Fantaisie poétique (Arthur Billerey)
par Jean-Michel Olivier
À l'aube des mouches* : sous ce titre énigmatique, Arthur Billerey (né en 1991) nous propose un livre de poésie inscrit à la fois dans une tradition classique (plusieurs poèmes sont inspirés d'Aragon, de Guillaume Apollinaire et de Jean-Pierre Schlunegger) et dans une veine tout à fait personnelle. Cela donne un recueil un peu disparate, mais riche en promesses et en découvertes…

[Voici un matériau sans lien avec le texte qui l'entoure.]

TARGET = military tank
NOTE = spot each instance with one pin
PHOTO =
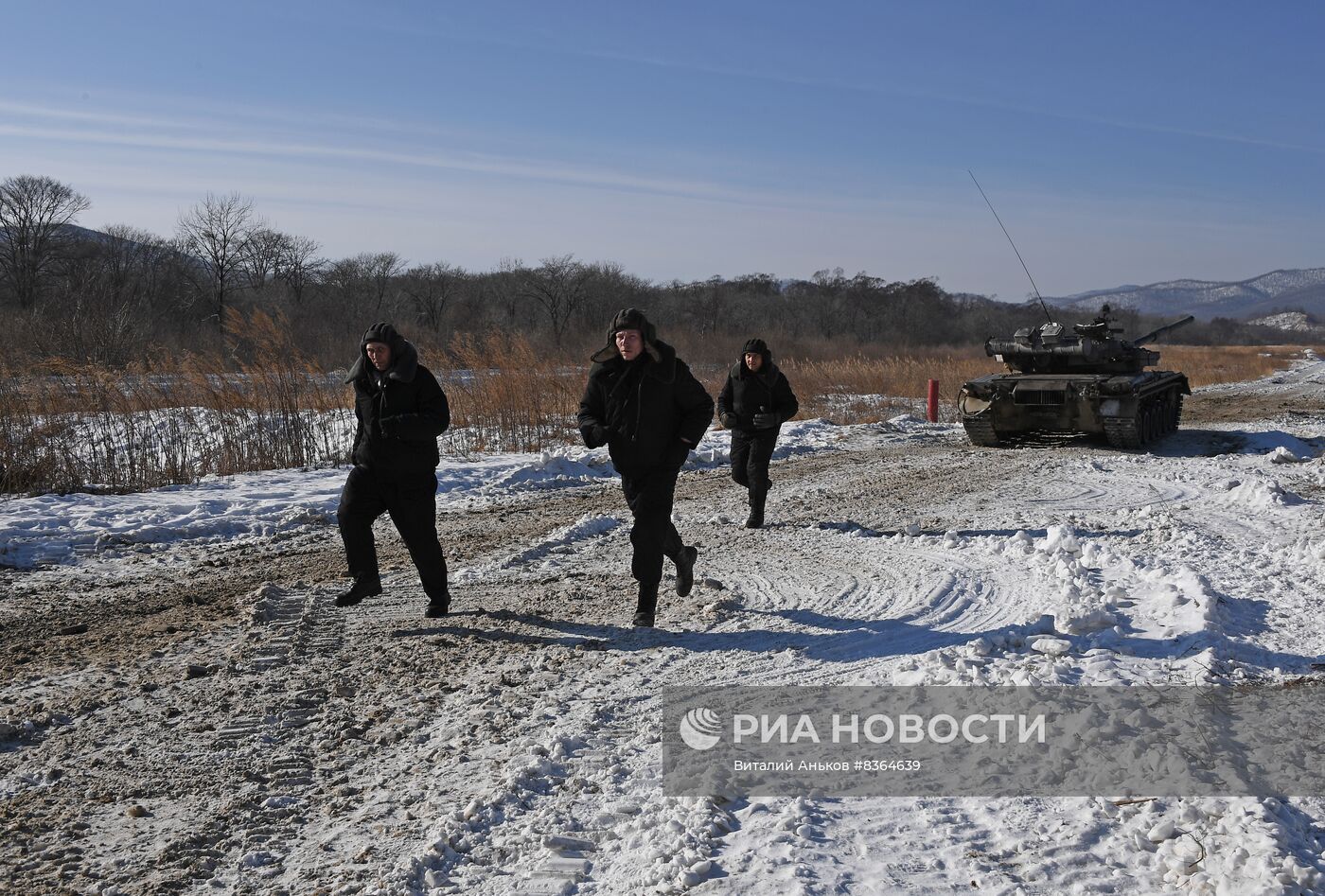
(1088, 380)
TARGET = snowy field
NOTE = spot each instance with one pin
(183, 711)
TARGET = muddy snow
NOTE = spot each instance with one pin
(183, 710)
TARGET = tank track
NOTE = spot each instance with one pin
(1158, 416)
(980, 430)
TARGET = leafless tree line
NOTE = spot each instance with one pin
(122, 294)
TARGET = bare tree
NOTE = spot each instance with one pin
(298, 265)
(262, 254)
(380, 268)
(216, 232)
(35, 214)
(558, 285)
(431, 290)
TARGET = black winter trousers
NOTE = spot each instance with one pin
(649, 495)
(751, 455)
(410, 500)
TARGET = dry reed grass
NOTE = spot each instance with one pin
(505, 395)
(66, 427)
(69, 427)
(1206, 364)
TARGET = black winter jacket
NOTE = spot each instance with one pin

Arthur Billerey, qui travaille aux éditions de l'Aire avec Michel Moret, dirige la collection Métaphores. qui a publié Vahé Godel et Pierre-Alain Tâche. Il baigne depuis toujours dans la poésie. Une poésie baroque et imaginative qui semble aux antipodes, heureusement, d'une certaine poésie minimaliste romande qui se complait dans la contemplation du rien ou la recherche désespérée de « la rose bleue » (Dürrenmatt). Jugez plutôt :
ton sang des rues/ tessons de bouteilles perdues/ sous la chanson d'une fontaine /qui coule de source et qui me cloue/ auprès de laquelle j'ai une soif de loup/ c'est fou comme les villes martèlent/ ah moutons tondus des migraines
Jouant avec les mots (penser/poncer/pincer/passer…), l'auteur laisse courir sa fantaisie, qui semble inépuisable. Quelquefois, par facilité, cela tombe un peu à plat. Le plus souvent, cette fantaisie nous entraîne sur des sentiers sauvages et passionnants. Il y a là une richesse et une vivacité qui nous ramènent aux sources de la poésie : le rythme, la musique, la chair des mots, dans une liberté absolue.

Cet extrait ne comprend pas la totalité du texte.